Quindi meglio Diesel o benzina? La risposta non è semplice poiché molto dipende dalle esigenze e dalle abitudini dell’automobilista. La sintesi è questa: se hai bisogno di una vettura capace di muoversi su lunghe distanze e di percorrere grandi quantità di chilometri con costanza e affidabilità il diesel è preferibile. Perché è un motore dolce e affidabile.
I vantaggi si misurano sulle lunghe percorrenze, d’altro canto i motori sono più complessi e difficili da gestire. Quelli a benzina, invece, sono vivaci e adatti a una guida cittadina. Senza dimenticare un punto essenziale: un certo tipo di diesel inquina di più. Il motore diesel conviene in termini economici per chi guida molto. Nel lungo periodo permette di risparmiare e presenta una guida più dolce sulle lunghe percorrenze. Inoltre comporta un minor rilascio di Co2 nell’atmosfera rispetto al motore a benzina. Tra gli svantaggi c’è la sua caratteristica chiave, non conviene per chi percorre poca autostrada. In città un diesel è sprecato: di solito le auto costano di più e non riesci ad ammortizzare il prezzo. Poi emette una quantità maggiore di particolati e polveri sottili.

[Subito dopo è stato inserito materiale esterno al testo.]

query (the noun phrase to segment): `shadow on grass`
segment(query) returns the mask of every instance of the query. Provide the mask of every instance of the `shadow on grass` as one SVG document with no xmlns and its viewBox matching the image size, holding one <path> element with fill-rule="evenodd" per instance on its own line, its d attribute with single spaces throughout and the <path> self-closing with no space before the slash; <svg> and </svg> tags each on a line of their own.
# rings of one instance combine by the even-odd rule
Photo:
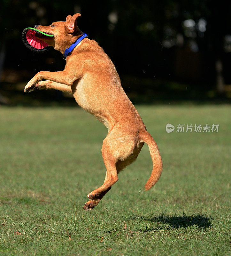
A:
<svg viewBox="0 0 231 256">
<path fill-rule="evenodd" d="M 183 214 L 182 216 L 176 215 L 167 216 L 164 214 L 152 217 L 143 216 L 134 216 L 129 220 L 140 220 L 149 222 L 155 223 L 159 226 L 148 227 L 140 230 L 140 231 L 147 232 L 157 231 L 164 229 L 172 229 L 192 227 L 194 225 L 198 228 L 208 228 L 212 226 L 212 218 L 205 215 L 192 215 L 187 216 Z M 162 224 L 162 225 L 161 225 Z M 163 224 L 164 224 L 163 225 Z"/>
</svg>

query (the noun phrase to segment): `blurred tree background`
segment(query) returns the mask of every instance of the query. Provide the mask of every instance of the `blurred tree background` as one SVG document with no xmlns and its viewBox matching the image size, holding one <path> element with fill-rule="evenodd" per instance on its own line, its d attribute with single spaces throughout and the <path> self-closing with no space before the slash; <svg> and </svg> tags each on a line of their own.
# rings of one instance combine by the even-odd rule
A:
<svg viewBox="0 0 231 256">
<path fill-rule="evenodd" d="M 76 104 L 58 91 L 23 93 L 36 73 L 61 70 L 65 62 L 53 49 L 41 54 L 30 51 L 21 35 L 26 28 L 65 20 L 77 12 L 82 15 L 80 29 L 112 60 L 134 103 L 228 101 L 231 7 L 230 2 L 208 0 L 2 0 L 0 102 Z"/>
</svg>

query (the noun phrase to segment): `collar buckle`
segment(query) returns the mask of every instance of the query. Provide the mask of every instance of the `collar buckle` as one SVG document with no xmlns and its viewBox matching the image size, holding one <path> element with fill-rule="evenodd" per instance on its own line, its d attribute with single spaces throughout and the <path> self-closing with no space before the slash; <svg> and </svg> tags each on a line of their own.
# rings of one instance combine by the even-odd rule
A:
<svg viewBox="0 0 231 256">
<path fill-rule="evenodd" d="M 69 48 L 67 48 L 65 50 L 64 54 L 63 55 L 63 59 L 64 60 L 66 60 L 69 53 L 72 51 L 79 43 L 80 43 L 83 38 L 87 36 L 88 36 L 88 35 L 86 33 L 84 33 L 82 36 L 80 37 L 79 37 L 73 44 Z"/>
</svg>

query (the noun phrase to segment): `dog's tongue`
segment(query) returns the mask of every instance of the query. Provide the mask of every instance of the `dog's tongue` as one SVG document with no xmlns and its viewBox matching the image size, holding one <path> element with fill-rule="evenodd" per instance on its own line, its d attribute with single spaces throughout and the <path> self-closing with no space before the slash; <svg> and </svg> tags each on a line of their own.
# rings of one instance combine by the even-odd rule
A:
<svg viewBox="0 0 231 256">
<path fill-rule="evenodd" d="M 46 43 L 35 36 L 36 32 L 32 30 L 28 30 L 26 34 L 27 40 L 31 46 L 36 49 L 43 49 L 48 46 Z"/>
</svg>

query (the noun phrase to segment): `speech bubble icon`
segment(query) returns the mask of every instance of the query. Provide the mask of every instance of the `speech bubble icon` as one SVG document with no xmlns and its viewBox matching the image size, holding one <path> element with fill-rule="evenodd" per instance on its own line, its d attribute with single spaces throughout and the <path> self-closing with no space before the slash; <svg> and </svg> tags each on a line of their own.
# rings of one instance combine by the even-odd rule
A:
<svg viewBox="0 0 231 256">
<path fill-rule="evenodd" d="M 171 124 L 166 124 L 166 132 L 169 133 L 169 132 L 173 132 L 175 129 L 175 127 Z"/>
</svg>

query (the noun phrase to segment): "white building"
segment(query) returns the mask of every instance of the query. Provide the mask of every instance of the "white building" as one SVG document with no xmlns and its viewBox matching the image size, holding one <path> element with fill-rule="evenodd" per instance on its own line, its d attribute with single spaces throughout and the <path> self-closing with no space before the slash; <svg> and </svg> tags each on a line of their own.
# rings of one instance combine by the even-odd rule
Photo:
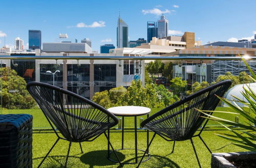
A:
<svg viewBox="0 0 256 168">
<path fill-rule="evenodd" d="M 128 47 L 128 25 L 121 18 L 117 21 L 117 48 Z"/>
<path fill-rule="evenodd" d="M 92 48 L 84 43 L 43 43 L 42 50 L 45 52 L 92 53 Z"/>
<path fill-rule="evenodd" d="M 169 21 L 163 14 L 161 16 L 160 19 L 157 21 L 158 38 L 168 36 L 168 23 Z"/>
<path fill-rule="evenodd" d="M 16 37 L 15 40 L 15 49 L 16 50 L 22 50 L 24 49 L 24 42 L 19 37 Z"/>
<path fill-rule="evenodd" d="M 92 41 L 91 41 L 91 40 L 88 38 L 86 38 L 83 40 L 81 40 L 81 43 L 87 43 L 89 46 L 92 47 Z"/>
</svg>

Ed è proprio questa la domanda: è vero che i motori diesel sono particolarmente inquinanti? Ricordiamoci che tutti i motori a combustione inquinano e per essere corretti la precisione, indica che i motori a benzina producono circa 15% in più di anidride carbonica, mentre quelli a gasolio più ossidi di azoto e polveri sottili. Ma non è una tendenza generale, sono i motori di vecchia generazione che rappresentano un problema.
In realtà secondo alcuni eminenti studi i moderni propulsori, equipaggiati con filtro anti-particolato, emettono meno polveri sottili rispetto alla benzina. Quindi, come si può ben comprendere il problema non è tanto la presenza o meno del motore diesel sulle nostre strade, ma il suo essere adeguato alle necessità ambientali.

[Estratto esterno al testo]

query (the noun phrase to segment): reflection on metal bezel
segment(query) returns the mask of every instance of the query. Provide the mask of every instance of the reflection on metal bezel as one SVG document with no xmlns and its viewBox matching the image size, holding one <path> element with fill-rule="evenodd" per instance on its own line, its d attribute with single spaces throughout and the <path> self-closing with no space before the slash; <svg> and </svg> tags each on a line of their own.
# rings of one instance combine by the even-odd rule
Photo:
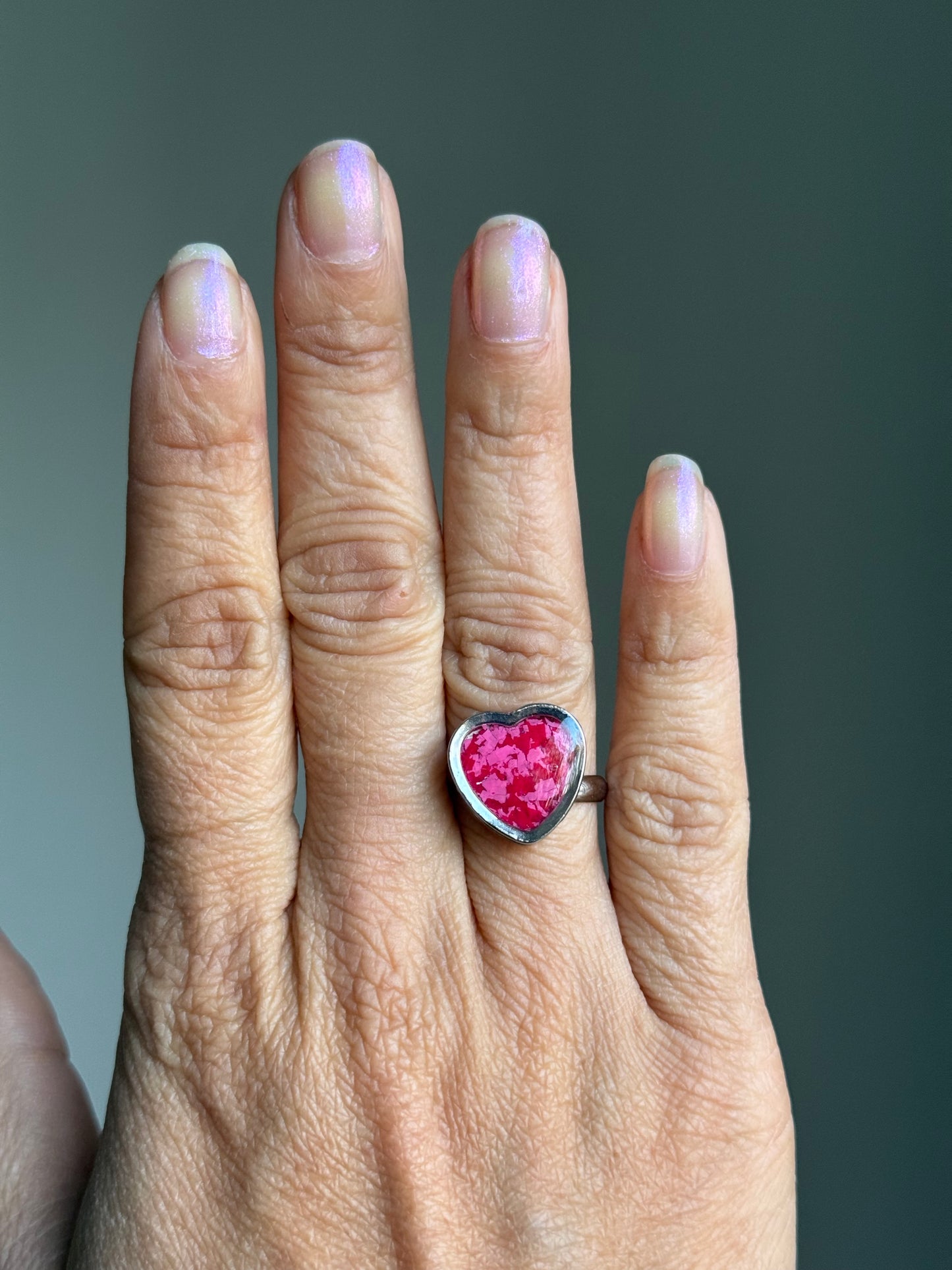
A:
<svg viewBox="0 0 952 1270">
<path fill-rule="evenodd" d="M 529 715 L 548 715 L 550 719 L 557 719 L 565 730 L 571 737 L 575 744 L 575 752 L 572 754 L 572 765 L 569 770 L 569 781 L 565 786 L 565 794 L 562 800 L 534 829 L 514 829 L 512 824 L 506 824 L 500 820 L 486 806 L 485 803 L 480 801 L 476 795 L 476 790 L 466 780 L 466 772 L 462 768 L 461 752 L 466 738 L 473 729 L 481 726 L 484 723 L 501 723 L 504 726 L 512 726 L 514 723 L 519 723 L 522 719 L 529 718 Z M 453 785 L 459 794 L 459 798 L 466 803 L 473 815 L 479 817 L 484 824 L 495 829 L 496 833 L 501 833 L 504 837 L 510 838 L 513 842 L 538 842 L 539 838 L 545 838 L 547 833 L 559 824 L 564 818 L 569 808 L 575 801 L 575 795 L 579 792 L 579 786 L 581 785 L 581 777 L 585 775 L 585 733 L 581 730 L 581 724 L 575 718 L 575 715 L 569 714 L 567 710 L 562 710 L 561 706 L 552 706 L 547 702 L 536 702 L 531 706 L 522 706 L 520 710 L 514 710 L 512 714 L 496 714 L 490 710 L 485 714 L 470 715 L 470 718 L 461 723 L 449 739 L 449 748 L 447 751 L 447 763 L 449 765 L 449 775 L 453 777 Z"/>
</svg>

Per prima cosa è necessario avere un filtro anti-particolato, indispensabile per bloccare le tanto temute polveri sottili PM10. In ogni caso la ricerca va avanti e si cercano soluzioni alternative per sfruttare sempre il diesel con un occhio di riguardo per la natura. E per la salute di tutti noi.
Nel futuro non basterà avere solo un buon filtro anti-particolato. Secondo le nuove norme europee (si cita l’ANSA): “A partire dal 2020 dallo scarico dei diesel e dei motori benzina a iniezione diretta CDI (…) non uscirà in pratica più particolato”. Un dramma? No se la svolta è quella del green diesel, una realtà studiata dall’ENI grazie alla tecnologia Ecofining, con delle qualità particolari.